CVE-2022-3243 is a high-severity SQL Injection vulnerability (CWE-89) found in the WordPress plugin "Import all XML, CSV & TXT into WordPress" versions prior to 6.5.8. The vulnerability arises because the plugin fails to properly sanitize and escape imported data before incorporating it into SQL queries. This improper handling allows an attacker with high privileges—specifically users with administrative rights—to inject malicious SQL code. The injection can lead to unauthorized access, data manipulation, or deletion within the WordPress database. Since the vulnerability requires high privilege access and no user interaction, it primarily threatens the integrity, confidentiality, and availability of the WordPress site's data. The CVSS 3.1 base score is 7.2, indicating a high severity with network attack vector, low attack complexity, high privileges required, no user interaction, and impacts on confidentiality, integrity, and availability. Although no known exploits are reported in the wild, the vulnerability poses a significant risk to sites using this plugin without the patched version 6.5.8 or later. The plugin is used to import data in XML, CSV, and TXT formats, which are common formats for bulk content import, making this vulnerability relevant for sites that rely on automated or bulk data import processes. The vulnerability was published on October 17, 2022, and has been enriched by CISA, indicating recognition by US cybersecurity authorities.

For European organizations running WordPress websites that utilize the "Import all XML, CSV & TXT into WordPress" plugin, this vulnerability can have serious consequences. An attacker with administrative access could exploit this flaw to execute arbitrary SQL commands, potentially leading to data breaches, unauthorized data modification, or complete database compromise. This could result in leakage of sensitive customer data, defacement of websites, disruption of services, and loss of trust. Given the widespread use of WordPress across Europe for business, government, and e-commerce sites, the impact can be significant, especially for organizations handling personal data under GDPR regulations. Exploitation could lead to regulatory penalties and reputational damage. The requirement for high privilege access limits the attack surface to insiders or compromised admin accounts, but insider threats or credential theft remain realistic risks. The lack of user interaction needed means that once an attacker has admin access, exploitation can be automated and stealthy. The vulnerability also threatens the availability of services if attackers delete or corrupt database content. Overall, the vulnerability poses a high risk to the confidentiality, integrity, and availability of affected WordPress sites in Europe.

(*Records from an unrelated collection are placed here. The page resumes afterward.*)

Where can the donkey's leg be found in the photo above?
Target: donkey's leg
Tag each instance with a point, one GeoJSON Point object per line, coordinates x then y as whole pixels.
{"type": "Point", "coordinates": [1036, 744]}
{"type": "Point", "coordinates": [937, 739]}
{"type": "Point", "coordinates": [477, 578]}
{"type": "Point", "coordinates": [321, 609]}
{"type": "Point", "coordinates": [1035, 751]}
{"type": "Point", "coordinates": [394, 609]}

1. Immediate upgrade: European organizations should promptly update the "Import all XML, CSV & TXT into WordPress" plugin to version 6.5.8 or later, where the vulnerability is patched. 2. Privilege management: Restrict administrative privileges strictly to trusted personnel and implement strong authentication mechanisms such as multi-factor authentication (MFA) to reduce the risk of credential compromise. 3. Monitoring and auditing: Enable detailed logging and monitor for unusual administrative activities or unexpected SQL errors that could indicate exploitation attempts. 4. Input validation: Although the patch addresses sanitization, organizations should implement additional input validation and sanitization controls at the application or web application firewall (WAF) level to detect and block malicious payloads in imported files. 5. Limit import sources: Restrict the sources and formats of files imported via the plugin to trusted origins and scan all import files for malicious content before processing. 6. Backup and recovery: Maintain regular, secure backups of WordPress databases and files to enable rapid recovery in case of compromise. 7. Security awareness: Train administrators on the risks of privilege misuse and the importance of secure handling of import files. 8. Incident response: Prepare incident response plans specifically addressing potential SQL injection exploitation scenarios in WordPress environments.